Developed at Citrus Hack 2020, check out our Devpost link here!
- 1st Place Overall 🏆
- 1st Place Best Use of Google Cloud Platform ☁️
- Best Start-Up Project 🚀
- 1517 Best Entrepreneurial Hack 💼
With social distancing in full effect, Zoom is more prevalent than ever. However, a common problem is that not everyone has the best internet connection. While there is not much that can be done during the meeting, Patch allows a user to retroactively patch the recording of the meeting.
Patch takes advantage of the fact that the full quality version of the user's voice passes though the computer first, before it is transmitted to Zoom. Any errors or connection issues typically occur during transmission.
Patch allows an user to upload their Zoom meeting recording and an audio recording of their own microphone that they took locally. It then analyzes the audio of the meeting recording and attempts to find sections that are corrupted.
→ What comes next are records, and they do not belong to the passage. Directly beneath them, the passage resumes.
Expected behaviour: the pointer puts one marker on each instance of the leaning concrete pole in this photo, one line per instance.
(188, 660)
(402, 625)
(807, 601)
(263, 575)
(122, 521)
It then automatically synchronizes the two tracklabeleds, replaces the corrupted portions of the meeting recording, and reconstructs the video using the repaired audio.
You may wonder how this is different from simply replacing the meeting audio with the microphone-recorded audio. First, it is non-trivial to precisely synchronize the two audio tracks. Second, and most importantly, this method allows us to the keep the audio of other speakers (although we cannot repair their audio).
We also caption the corrupted audio sections to allow a user to quickly see what information they might have missed in the meeting without having to rewatch the entire recording.
We used the LibROSA Python library to read in the audio files as a vector of floating point values. We then performed a FFT, filtered, and an IFFT on the data to limit the frequency of the signal. We then used MASS (Mueen's Algorithm for Similarity Search) to synchronize the audio tracks.
We used the Matrix Profile to help identify segments of the track that were likely corrupted and patched. We were then able to demux the video with ffmpeg and replace the portions of the corrupted audio with the local recording. Finally, we remux the audio and video together to return the patched recording.
We also used GCP's Speech-to-Text API to caption the corrupted sections of the audio.
We used the following GCP services:
- Google Cloud Storage: to store and serve the repaired videos.
- Google Cloud Speech-to-Text: to caption the corrupted audio sections.
- Google Compute Engine: to serve the Flask backend and perform the steps described above.
- Google Cloud Memorystore: to cache requests and speed up responses for previously seen audio/video
The frontend is created using React and consists of 3 main views: the Home page, Upload page, and Result page.
The Home page is where the user can learn more about the app, including what it is and how it works. This is where the user can be taken to begin the user flow, described next.
The Upload page is where the main user flow begins. The user is required to upload 2 files: a video file containing the corrupt audio and the audio file in good condition. Once these files are selected, a request is sent to the backend for upload and processing.
Once the backend process finishes, the user will be redirected to the Result page, which is composed of 3 main elements: a video preview of the fixed and patched-up audio, a download link, and a table displaying the timestamps with corrupt audio and the words that were lost in the original video file.
None of our team members have much experience with signal/audio processing and we encountered a lot of new concepts and challenges. We had a hard time finding an effective way of synchronizing the audio tracks, especially since Zoom appears to do some audio processing in the meeting recordings. Finding the segments with corrupted audio was also very difficult without training data, so we had to rely on unsupervised methods.
A lot of the operations were also extremely computationally intensive, so we had to find workarounds in order for the operations to finish in a reasonable amount of time. For example, we used the SCRIMP++ algorithm to calculate the approximate matrix profile, rather than calculate the exact matrix profile. We also had to lower the audio sample rate for MASS in order for it finish more quickly.
Amanda created all of the images for the frontend from scratch! We're also proud to have created a project that can help students learn during quarantine, as a poor connection can lead to lost content and negatively impact the Zoom learning experience.
Members of our team unfamiliar with GCP learned a lot about utilizing various GCP APIs and integrating various components into the backend.
We also learned a lot about working with signals and time series data in general.
The method to find the corrupted segments of the track can be definitely improved. The current approach is not very accurate and can easily overestimate the amount of corrupted audio, replacing more than necessary. Although this is not an issue in the typical academic single-presenter setting, it would could an issue for meetings with more than one primary speaker.
This could possibly be made more accurate with more sophisticated supervised methods, such as by training a CNN or LSTM. However, this would require a large amount of training data in the form of marked corrupted Zoom meeting recordings, which we did not have.
Another useful feature would be to be able to accept multiple audio recordings, one from each person in the call. This would potentially allow for a near-perfect recreation of the meeting audio, without the risk of losing audio from other speakers. However, this would also require some method to identify the current speaker(s) since it would be otherwise extremely difficult to determine who had the faulty audio. This could possibly be done with computer vision on the Zoom meeting recording's video.